Сипун указал на боковую дверь, но повел гостя не прямо, а вдоль стены, где висели фото: Агап Павлович в объятьях пионеров, Агап Павлович прикуривает у народного артиста, одобряет озимые (улыбка), порицает водопад Игуасу (насупленность), встречает, наставляет, ловит хариуса.
В центре фотообозрения, в рамочке под стеклом, помещалось пожухлое свидетельство рабфака. Возле него Агап Павлович остановился, подышал на стекло, протер платочком и сказал:
— Мы диалектику учили не по Гегелю… М-да, не по Гегелю, — повторил он уже в кабинете. — Ну, так в чем у газеты нужда?
— Кирилл Иванович просил взять у вас интервью относительно «гладиаторщины» и символистического искусства.
— В таких случаях надо добавлять «так называемого» или говорить: «Искусства в кавычках», — поправил ваятель.
Он усадил Романа в свое рабочее кресло, а сам расположился напротив, рядом с мраморным бюстом министра художественных промыслов.

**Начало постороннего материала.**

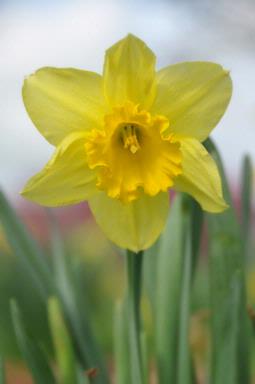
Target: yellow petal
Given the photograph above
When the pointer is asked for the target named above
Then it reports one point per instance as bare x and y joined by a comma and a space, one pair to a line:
135, 225
200, 177
63, 100
66, 178
194, 96
129, 73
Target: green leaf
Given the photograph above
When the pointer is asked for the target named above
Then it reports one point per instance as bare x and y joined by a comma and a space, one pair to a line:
169, 275
2, 371
72, 301
121, 345
246, 204
63, 346
25, 248
177, 256
35, 359
134, 283
229, 321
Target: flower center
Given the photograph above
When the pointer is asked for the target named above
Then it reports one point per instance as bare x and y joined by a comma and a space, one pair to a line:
130, 136
133, 153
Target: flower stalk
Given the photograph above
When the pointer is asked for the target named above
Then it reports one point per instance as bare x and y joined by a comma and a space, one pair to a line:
134, 278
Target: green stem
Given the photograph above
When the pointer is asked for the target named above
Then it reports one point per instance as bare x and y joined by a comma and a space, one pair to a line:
134, 275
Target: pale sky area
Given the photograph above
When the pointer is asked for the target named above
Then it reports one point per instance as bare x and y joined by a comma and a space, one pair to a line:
76, 34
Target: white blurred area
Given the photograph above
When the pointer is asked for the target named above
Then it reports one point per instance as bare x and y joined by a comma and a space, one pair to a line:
76, 33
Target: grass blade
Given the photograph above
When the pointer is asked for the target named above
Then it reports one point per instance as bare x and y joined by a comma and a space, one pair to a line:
31, 353
63, 346
230, 347
246, 207
25, 248
2, 371
121, 346
74, 313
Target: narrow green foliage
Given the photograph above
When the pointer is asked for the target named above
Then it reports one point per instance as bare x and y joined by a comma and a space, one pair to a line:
121, 344
134, 269
177, 256
26, 249
230, 349
32, 354
246, 205
72, 300
65, 356
145, 357
184, 367
169, 275
2, 371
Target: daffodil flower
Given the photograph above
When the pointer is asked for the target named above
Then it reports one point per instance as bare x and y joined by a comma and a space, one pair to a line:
125, 138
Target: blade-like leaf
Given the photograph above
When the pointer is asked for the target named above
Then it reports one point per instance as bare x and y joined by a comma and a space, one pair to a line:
246, 207
63, 346
230, 348
72, 301
121, 345
2, 371
25, 248
35, 359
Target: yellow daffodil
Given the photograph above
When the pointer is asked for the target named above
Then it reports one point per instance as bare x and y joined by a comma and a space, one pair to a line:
125, 138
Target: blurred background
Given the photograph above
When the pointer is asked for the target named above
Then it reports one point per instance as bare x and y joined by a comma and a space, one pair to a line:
76, 33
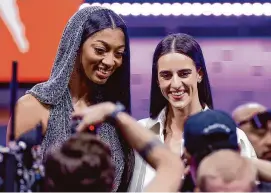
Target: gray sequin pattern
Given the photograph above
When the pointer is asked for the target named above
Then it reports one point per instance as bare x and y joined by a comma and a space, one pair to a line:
55, 93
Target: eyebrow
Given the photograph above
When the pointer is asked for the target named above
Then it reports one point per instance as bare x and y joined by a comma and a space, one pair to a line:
107, 45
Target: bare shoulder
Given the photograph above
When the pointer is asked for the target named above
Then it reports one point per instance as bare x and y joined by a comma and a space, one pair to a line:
29, 112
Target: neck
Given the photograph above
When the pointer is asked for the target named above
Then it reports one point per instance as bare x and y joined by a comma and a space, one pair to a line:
79, 88
176, 117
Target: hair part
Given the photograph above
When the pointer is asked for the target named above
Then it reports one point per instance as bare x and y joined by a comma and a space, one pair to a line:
219, 166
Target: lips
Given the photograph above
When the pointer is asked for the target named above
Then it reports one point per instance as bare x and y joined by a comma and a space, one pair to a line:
177, 95
103, 73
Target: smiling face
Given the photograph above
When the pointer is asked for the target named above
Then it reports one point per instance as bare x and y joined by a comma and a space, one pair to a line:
177, 79
102, 53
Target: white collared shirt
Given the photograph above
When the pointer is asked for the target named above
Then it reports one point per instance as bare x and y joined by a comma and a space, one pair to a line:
158, 125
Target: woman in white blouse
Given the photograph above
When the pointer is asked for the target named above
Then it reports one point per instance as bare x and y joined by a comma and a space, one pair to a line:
180, 87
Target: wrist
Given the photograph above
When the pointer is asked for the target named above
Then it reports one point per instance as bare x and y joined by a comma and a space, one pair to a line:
109, 108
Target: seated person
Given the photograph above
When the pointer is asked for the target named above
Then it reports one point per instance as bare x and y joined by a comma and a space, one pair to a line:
83, 163
226, 171
212, 131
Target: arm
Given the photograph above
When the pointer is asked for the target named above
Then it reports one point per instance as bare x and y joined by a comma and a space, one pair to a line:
29, 112
169, 166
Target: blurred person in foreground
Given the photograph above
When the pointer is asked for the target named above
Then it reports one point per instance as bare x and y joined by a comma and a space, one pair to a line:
226, 171
215, 130
255, 120
83, 162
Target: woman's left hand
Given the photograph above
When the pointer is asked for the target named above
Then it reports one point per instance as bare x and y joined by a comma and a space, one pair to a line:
94, 114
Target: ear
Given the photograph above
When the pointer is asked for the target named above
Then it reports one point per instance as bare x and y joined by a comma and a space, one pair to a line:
199, 75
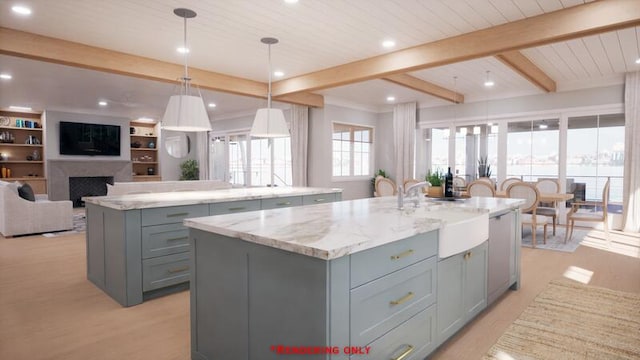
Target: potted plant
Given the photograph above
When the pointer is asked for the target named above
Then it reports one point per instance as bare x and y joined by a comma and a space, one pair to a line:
484, 169
435, 178
189, 170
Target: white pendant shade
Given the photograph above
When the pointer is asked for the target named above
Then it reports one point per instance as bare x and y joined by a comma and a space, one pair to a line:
269, 123
186, 113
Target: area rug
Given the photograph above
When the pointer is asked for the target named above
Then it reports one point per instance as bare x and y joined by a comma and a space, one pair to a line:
569, 320
553, 242
79, 225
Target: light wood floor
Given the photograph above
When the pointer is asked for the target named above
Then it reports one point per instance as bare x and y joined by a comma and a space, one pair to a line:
48, 310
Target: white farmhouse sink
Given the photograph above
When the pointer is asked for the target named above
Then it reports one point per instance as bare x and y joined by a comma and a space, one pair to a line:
461, 231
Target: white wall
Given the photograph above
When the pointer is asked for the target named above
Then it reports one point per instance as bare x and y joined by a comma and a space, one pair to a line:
52, 134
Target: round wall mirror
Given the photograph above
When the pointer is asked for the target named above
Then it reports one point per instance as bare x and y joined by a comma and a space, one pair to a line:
177, 144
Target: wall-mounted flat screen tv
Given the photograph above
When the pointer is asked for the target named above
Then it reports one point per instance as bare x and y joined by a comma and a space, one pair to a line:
89, 139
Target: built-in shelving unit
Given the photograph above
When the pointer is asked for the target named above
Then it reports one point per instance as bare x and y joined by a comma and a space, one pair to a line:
23, 149
144, 152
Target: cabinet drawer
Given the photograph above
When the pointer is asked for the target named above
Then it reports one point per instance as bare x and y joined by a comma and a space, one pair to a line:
381, 305
318, 199
173, 214
165, 271
391, 257
234, 206
415, 337
159, 240
275, 203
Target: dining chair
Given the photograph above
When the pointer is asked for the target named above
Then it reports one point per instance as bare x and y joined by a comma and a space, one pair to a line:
385, 187
574, 215
508, 181
549, 209
528, 192
480, 188
408, 182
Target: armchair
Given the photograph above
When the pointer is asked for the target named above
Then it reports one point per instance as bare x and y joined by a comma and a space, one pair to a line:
19, 216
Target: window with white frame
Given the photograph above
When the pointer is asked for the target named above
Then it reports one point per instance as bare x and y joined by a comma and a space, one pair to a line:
352, 150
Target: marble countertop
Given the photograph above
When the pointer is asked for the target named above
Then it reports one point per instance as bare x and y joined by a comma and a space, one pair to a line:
154, 200
331, 230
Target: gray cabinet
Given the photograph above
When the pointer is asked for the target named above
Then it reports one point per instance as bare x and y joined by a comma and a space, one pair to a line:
247, 297
502, 255
462, 290
137, 254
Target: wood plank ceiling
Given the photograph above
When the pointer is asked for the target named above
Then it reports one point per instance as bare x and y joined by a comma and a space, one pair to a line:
320, 37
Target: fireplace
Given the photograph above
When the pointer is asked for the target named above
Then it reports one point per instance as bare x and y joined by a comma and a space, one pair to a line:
59, 173
87, 186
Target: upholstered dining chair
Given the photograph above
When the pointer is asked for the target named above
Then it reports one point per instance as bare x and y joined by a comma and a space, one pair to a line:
385, 187
508, 181
574, 215
480, 188
549, 209
528, 192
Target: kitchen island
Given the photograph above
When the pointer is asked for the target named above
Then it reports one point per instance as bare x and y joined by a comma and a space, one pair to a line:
138, 248
348, 279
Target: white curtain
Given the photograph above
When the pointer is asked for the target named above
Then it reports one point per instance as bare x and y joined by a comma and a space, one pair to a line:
631, 187
202, 139
299, 143
404, 133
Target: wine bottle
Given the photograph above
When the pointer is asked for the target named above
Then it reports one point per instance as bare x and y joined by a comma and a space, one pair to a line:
448, 184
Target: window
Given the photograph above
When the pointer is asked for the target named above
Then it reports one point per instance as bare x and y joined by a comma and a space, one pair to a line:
352, 150
595, 151
532, 149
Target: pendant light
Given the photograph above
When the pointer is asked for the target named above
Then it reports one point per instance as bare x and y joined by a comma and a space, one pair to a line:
186, 112
269, 123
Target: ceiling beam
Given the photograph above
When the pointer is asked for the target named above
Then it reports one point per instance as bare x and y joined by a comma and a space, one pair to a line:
43, 48
426, 87
574, 22
527, 69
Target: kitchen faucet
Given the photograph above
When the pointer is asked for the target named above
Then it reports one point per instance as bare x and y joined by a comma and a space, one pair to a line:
412, 188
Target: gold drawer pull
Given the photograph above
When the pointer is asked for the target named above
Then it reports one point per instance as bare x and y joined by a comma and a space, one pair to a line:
177, 214
402, 299
402, 254
180, 238
180, 269
405, 353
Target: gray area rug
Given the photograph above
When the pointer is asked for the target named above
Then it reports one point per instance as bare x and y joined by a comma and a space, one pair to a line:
554, 242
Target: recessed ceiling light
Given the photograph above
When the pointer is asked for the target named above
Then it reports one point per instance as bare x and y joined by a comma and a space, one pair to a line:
20, 9
20, 108
388, 44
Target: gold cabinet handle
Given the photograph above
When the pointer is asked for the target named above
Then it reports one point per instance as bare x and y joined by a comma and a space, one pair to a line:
405, 298
180, 238
177, 214
402, 254
180, 269
405, 353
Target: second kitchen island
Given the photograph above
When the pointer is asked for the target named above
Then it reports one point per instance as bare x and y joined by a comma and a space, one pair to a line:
348, 279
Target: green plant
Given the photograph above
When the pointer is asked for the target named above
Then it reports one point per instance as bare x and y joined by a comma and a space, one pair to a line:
435, 178
189, 170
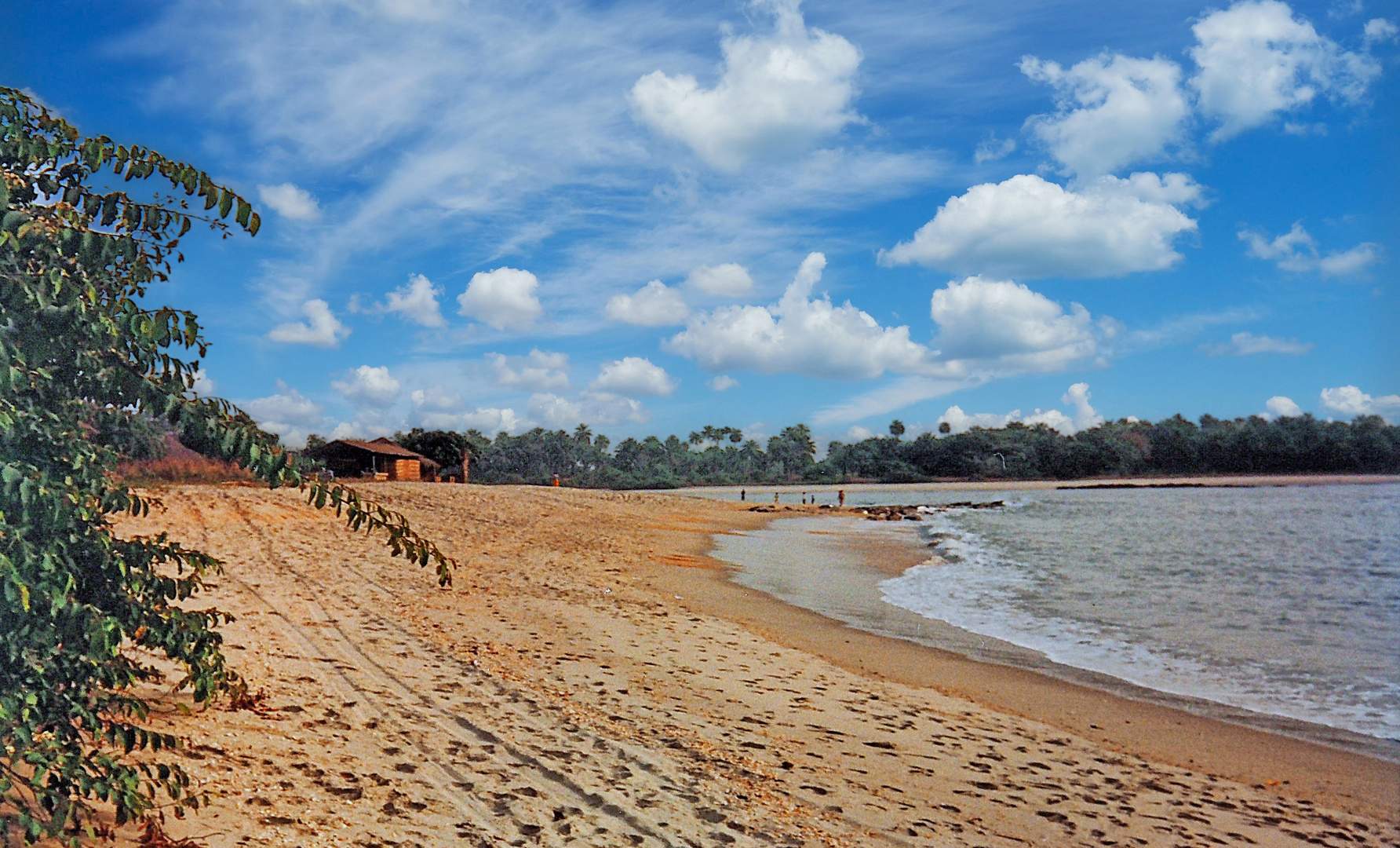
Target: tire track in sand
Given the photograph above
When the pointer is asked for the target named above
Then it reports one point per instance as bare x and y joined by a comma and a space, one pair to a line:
596, 791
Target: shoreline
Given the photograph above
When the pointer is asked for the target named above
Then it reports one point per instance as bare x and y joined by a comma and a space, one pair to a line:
594, 678
1169, 735
1088, 482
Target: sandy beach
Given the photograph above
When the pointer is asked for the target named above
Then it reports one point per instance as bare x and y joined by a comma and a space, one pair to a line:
592, 678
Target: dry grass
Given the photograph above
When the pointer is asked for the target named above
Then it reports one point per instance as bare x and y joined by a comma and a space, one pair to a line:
191, 469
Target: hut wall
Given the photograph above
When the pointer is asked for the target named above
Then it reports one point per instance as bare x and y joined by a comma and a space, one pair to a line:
405, 470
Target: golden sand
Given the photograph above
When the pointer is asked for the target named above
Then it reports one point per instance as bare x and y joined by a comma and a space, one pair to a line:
592, 678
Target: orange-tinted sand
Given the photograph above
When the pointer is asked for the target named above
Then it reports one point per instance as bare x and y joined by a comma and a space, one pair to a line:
562, 693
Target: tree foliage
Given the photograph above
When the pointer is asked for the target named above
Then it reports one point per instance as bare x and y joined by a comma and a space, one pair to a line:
720, 456
78, 352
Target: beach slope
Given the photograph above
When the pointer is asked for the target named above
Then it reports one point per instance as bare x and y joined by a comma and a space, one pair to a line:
562, 693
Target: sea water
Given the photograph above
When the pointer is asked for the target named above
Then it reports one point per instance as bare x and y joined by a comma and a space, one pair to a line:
1273, 601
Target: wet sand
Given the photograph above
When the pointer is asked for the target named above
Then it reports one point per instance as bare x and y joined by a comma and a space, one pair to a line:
594, 678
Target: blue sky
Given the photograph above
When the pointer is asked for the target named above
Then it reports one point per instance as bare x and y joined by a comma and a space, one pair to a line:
653, 217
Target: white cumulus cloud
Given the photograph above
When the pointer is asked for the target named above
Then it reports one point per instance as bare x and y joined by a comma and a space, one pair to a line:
1257, 60
776, 94
321, 328
369, 386
1248, 344
539, 371
416, 302
490, 419
1112, 111
721, 280
503, 299
592, 408
1001, 327
1030, 228
289, 414
1348, 400
434, 400
1085, 417
1282, 407
633, 376
289, 201
654, 305
798, 335
1296, 251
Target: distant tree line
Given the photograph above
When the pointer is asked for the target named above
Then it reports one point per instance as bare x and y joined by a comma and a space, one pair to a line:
723, 456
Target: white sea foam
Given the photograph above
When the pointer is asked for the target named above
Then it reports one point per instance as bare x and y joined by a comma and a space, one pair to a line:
986, 590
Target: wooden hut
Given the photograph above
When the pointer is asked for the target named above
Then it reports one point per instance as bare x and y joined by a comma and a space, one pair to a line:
380, 459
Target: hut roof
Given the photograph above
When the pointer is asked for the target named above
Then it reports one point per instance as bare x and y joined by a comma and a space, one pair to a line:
385, 449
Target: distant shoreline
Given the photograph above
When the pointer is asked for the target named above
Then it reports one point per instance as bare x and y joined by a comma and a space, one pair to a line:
1248, 755
1094, 482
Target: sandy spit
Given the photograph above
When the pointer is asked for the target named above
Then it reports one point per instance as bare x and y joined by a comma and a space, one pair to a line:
592, 678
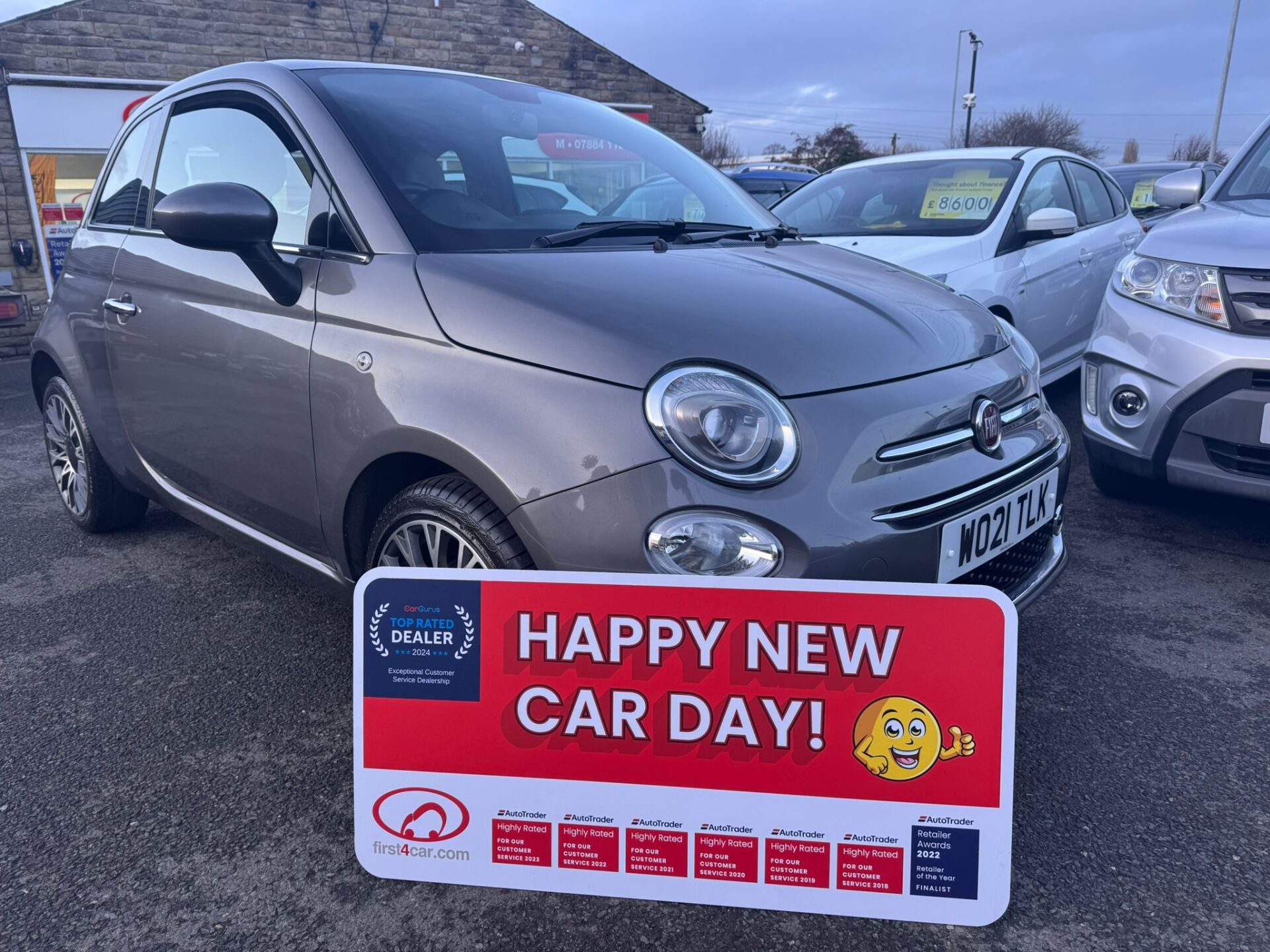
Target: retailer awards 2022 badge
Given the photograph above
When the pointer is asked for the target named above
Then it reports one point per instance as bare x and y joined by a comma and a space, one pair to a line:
821, 746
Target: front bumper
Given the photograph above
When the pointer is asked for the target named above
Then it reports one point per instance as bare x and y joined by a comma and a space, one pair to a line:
836, 514
1206, 395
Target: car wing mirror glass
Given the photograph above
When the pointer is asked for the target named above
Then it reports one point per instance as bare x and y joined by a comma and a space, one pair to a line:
1049, 222
1179, 188
224, 216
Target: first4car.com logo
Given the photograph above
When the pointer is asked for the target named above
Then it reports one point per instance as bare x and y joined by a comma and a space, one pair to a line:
421, 816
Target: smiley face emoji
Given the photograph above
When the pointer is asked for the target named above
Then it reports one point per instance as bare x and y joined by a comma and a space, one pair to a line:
900, 739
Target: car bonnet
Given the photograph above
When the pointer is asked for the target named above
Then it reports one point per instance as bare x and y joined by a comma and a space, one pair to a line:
803, 317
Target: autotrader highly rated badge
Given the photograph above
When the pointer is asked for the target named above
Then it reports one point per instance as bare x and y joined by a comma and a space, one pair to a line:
839, 748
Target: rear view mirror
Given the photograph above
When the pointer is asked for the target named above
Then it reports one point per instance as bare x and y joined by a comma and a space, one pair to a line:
1179, 188
224, 216
1050, 222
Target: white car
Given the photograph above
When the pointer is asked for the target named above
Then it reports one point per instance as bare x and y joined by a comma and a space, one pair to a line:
1032, 234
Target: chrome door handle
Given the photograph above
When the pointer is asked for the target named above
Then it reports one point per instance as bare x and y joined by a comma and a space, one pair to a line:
122, 306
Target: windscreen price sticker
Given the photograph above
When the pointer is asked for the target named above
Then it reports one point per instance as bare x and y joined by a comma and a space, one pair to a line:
818, 746
968, 194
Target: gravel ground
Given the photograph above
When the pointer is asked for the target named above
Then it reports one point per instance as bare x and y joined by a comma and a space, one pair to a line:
175, 749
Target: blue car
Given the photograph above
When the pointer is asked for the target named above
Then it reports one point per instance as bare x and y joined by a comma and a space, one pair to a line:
770, 182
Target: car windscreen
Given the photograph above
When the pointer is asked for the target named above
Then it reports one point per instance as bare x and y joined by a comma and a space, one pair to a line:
448, 153
931, 197
1251, 179
1140, 187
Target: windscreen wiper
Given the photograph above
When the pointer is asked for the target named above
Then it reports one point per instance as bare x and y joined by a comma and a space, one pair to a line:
676, 229
777, 234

— Записывайте, — сказал он, роясь пальцем в волосах и тем самым сосредоточиваясь. — Растет ли на болоте злак? Нет, никогда! А что же растет? Дурман! Но вспаханное трезубцем Потанина болото…
Тут он вынырнул лицом из пригоршни и приподнялся, изображая ладонью работу плуга.
— Да вы, я вижу, совсем не записываете? — не столько обиделся, сколько удивился он.
— Видите ли, если помните, я еще в Арбузове сказал, что трезубец, как символ трех морей, мне нравится.
— А разве это имеет значение? — нахмурился Сипун. — Мне, например, нравится бой быков. Ну и что? Не культивировать же его в Хохломе! У нашего быка совсем иные задачи!..
Агап Павлович досадливо крякнул и уже криком добавил:
— Вы пишите! Пишите, что вам говорят… Потанин выражает свои личные, никому не нужные да еще навеянные греками ощущения. Его «Трезубец» погряз в болоте.
— Но почему именно в болоте? Вы уж объясните, а то читателю будет непонятно.